RICKY: But what about Daddy? Isn't Daddy coming with us?
HELEN: Daddy'll come up Friday night.
RICKY: But Mommy, why can't Daddy come up with us now?
HELEN: Poor Daddy has to stay in the hot city and make money. We're going to spend the whole summer at the beach but poor Daddy can only come up weekends.
RICKY: Poor Daddy. . . --- From "The Seven Year Itch," by George Axelrod
From Memorial Day to Labor Day, the perennial exodus of wives and children to Rehoboth Beach, Ocean City, the Hamptons, Martha's Vineyard and other warm-weather resorts leaves behind a curious breed of breadwinner who combines a touch of the swing of singlehood with the security of marriage: the summer bachelor.

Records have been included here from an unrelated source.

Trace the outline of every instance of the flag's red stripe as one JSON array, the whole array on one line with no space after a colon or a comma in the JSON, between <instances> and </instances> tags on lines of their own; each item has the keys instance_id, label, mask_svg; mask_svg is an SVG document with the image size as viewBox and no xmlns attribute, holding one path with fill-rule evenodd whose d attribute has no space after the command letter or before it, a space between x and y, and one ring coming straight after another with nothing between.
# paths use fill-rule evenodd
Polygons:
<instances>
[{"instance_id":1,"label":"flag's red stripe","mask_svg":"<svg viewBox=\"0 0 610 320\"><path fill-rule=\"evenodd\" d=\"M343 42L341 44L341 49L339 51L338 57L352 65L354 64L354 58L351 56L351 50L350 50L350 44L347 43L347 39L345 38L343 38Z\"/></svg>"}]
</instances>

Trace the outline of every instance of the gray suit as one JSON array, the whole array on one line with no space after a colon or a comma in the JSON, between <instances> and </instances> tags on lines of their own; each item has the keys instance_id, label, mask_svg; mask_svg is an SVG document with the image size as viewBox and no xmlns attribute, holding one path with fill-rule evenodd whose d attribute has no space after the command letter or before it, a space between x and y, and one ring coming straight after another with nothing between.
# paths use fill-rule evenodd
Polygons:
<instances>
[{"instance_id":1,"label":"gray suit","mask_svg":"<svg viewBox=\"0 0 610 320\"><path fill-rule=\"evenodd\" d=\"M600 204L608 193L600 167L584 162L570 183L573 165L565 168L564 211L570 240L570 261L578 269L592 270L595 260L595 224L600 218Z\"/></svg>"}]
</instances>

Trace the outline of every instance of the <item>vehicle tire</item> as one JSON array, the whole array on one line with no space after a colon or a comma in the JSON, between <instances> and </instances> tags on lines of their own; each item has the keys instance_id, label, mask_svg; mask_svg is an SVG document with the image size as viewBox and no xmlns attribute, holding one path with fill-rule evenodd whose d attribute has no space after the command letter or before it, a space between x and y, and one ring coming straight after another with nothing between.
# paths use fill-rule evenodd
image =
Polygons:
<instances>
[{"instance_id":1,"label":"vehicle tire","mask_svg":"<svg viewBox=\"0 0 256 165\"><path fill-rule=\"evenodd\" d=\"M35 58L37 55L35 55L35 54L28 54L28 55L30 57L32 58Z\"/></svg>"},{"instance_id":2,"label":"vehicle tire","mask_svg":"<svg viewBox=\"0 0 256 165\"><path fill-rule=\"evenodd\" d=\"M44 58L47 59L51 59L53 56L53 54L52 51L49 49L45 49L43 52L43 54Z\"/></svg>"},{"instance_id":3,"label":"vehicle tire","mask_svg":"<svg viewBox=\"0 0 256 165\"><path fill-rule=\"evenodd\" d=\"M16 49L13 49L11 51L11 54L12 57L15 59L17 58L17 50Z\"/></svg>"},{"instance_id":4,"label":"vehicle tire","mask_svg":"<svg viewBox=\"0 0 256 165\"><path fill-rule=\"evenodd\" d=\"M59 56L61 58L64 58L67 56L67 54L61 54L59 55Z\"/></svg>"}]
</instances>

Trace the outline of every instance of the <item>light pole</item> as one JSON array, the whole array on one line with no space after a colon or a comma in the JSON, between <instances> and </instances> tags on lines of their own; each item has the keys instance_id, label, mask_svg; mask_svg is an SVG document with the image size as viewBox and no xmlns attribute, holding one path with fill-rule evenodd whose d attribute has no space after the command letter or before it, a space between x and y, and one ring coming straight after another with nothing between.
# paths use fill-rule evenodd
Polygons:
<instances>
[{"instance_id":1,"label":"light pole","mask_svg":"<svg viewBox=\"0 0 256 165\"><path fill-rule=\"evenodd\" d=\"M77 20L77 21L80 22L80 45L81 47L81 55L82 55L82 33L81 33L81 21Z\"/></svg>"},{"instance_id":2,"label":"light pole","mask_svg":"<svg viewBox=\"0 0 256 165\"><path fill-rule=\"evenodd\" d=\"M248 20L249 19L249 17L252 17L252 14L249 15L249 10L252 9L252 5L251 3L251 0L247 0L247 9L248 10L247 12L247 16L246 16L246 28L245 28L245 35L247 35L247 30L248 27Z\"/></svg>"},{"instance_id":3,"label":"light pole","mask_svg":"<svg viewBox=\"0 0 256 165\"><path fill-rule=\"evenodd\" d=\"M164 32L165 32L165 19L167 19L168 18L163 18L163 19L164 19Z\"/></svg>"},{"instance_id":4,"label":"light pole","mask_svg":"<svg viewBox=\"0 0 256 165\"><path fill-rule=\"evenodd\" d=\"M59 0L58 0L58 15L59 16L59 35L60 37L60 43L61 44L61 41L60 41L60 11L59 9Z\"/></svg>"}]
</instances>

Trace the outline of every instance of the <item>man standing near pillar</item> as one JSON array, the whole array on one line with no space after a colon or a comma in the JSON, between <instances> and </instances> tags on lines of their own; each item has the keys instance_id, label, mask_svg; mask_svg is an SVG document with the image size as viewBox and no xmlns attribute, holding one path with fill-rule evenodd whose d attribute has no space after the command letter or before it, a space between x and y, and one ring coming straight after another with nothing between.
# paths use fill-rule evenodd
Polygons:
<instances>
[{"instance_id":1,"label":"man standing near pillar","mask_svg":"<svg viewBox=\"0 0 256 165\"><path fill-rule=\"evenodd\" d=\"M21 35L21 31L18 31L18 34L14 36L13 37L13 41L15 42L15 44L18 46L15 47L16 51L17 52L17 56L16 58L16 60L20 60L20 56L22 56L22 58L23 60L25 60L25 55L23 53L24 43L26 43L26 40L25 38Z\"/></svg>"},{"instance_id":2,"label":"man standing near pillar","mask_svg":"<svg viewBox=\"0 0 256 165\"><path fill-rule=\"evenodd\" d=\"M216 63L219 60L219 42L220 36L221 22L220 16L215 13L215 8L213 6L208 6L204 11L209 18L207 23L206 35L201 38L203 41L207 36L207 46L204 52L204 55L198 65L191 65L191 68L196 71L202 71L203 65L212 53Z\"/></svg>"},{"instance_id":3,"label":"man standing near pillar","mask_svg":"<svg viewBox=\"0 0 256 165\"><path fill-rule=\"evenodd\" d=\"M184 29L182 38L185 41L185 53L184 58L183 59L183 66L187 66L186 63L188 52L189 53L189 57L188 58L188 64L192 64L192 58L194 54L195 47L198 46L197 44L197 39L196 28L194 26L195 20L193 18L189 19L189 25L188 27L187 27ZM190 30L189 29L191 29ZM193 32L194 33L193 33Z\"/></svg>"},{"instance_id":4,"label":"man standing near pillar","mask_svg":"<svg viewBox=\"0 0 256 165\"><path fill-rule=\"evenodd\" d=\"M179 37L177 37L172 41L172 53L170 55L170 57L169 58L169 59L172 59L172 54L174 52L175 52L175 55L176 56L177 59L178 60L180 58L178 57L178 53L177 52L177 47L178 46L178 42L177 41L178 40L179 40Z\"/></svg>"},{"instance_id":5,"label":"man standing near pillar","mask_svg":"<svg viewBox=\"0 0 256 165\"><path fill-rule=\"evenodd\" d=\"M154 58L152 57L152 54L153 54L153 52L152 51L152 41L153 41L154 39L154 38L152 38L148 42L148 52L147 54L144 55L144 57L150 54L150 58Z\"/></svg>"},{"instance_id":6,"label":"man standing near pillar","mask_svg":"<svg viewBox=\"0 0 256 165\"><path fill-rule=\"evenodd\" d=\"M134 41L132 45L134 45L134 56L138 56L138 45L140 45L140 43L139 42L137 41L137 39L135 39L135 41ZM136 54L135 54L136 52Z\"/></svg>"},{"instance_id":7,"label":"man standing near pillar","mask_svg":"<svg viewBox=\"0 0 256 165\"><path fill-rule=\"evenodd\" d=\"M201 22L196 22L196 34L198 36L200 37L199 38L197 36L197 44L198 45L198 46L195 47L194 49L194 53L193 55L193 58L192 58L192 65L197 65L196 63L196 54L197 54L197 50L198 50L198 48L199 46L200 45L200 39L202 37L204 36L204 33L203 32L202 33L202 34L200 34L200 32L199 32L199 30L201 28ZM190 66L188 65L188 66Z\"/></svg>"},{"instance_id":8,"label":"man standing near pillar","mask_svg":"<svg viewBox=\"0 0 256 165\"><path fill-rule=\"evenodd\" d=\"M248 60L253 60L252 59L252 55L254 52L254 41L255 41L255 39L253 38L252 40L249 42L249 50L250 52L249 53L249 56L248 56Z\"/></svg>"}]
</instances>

Commonly mistaken for an extinct group of 1950s gray-worsted, wing-tipped New Yorkers (personified by Tom Ewell, who was hypnotized by his neighbor Marilyn Monroe in "The Seven Year Itch"), the boys of summer are simmering in Washington.
Some take advantage of the separation to catch up on business. ("I think most of them in Washington have love affairs with their work," says one summer bachelor.) You find them hovering by the frozen food bins at the supermarket, loading up on Stouffer's Lobster Newburg for one.
Others use the time to catch up on play. They disco at Desiree and dine at The Palm, drink at F. Scott's and party at Pisces, their weekend tans deepening from a June beige to an August bronze.
Their numbers swell as the summer heats up. Weekend commuting is hell, many say, but it's worth it. Sure, they miss their wife and kids, but they're proud to be able to afford to send them off. And of course, batching it does have its rewards.
"It's heaven," says Tony Stout, 42-year-old chairman of the board of the Government Research Corporation, which publishes the National Journal. "For the first two weeks they're gone, you get home at 7 and it's total peace. You make yourself a drink. . ." Stout's wife and four children have been spending their summers at the family farm in Massachusetts for the last eight years. The atmosphere at home during the week, he says, is one you "fantasize" about all winter.
"There's a certain amount of euphoria," says John Damgard, 41-year-old former aide to Spiro Agnew and now vice president with a commodities marketing firm.
There's also a certain amount of status. "I was awfully proud of the fact that I was able to give my family something besides suffering through another Washington summer," said Damgard. "I mean, we don't even have a pool."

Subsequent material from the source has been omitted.